When using spark dataframe, when the cast( ) function was called as decimal(38,16), however, as a result, it calculated not up to 16 decimal places, but up to 14 characters and filled the rest with zeros
The code of the unit is presented below:
avg(
when((col("a.is_debtor") == 1) & (col("a.is_kk") == 0) & (col("a.is_open") == 0),
datediff(col("a.date_end_plan"), col("a.date_end_fact")) / (365.25 / 12)
)
).cast(DecimalType(38, 20)).alias("loan_avg_plan_fact_closed_mm_cnt")
As a result , the following result is output:
|loan_avg_plan_fact_closed_mm_cnt|
+--------------------------------+
|19.3593429158110900
+--------------------------------+
However, the result should look like this:
|loan_avg_plan_fact_closed_mm_cnt|
+--------------------------------+
|19.3593429158110870
+--------------------------------+
I tried to put CAST in any possible place in the code, but to no avail. Interestingly, if you remove the division by (365.25/ 12), the result will be correct.Please help me, I have been struggling with this error for a week
You've likely already identified the problem, proving it would be difficult without a sample reproducible case.
(365.12/12) is a DoubleType not a DecimalType. Convert it to a Decimal with another cast around it of 38,20 to keep everything Decimal.
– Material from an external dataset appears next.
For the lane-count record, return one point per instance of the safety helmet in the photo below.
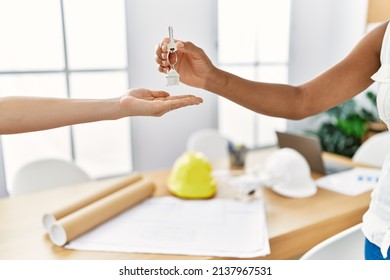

If this isn't the solution your best best is to show the actual expression used (sometimes the string df.explain(true) is enough), use a debug on the DF and look through the query plans, this will show where casts are being added. Often you'll see extra casts added around your casts by some of the Spark internal rules on decimal handling (e.g. to prevent overflows etc.). These have also changed as part of 3.4.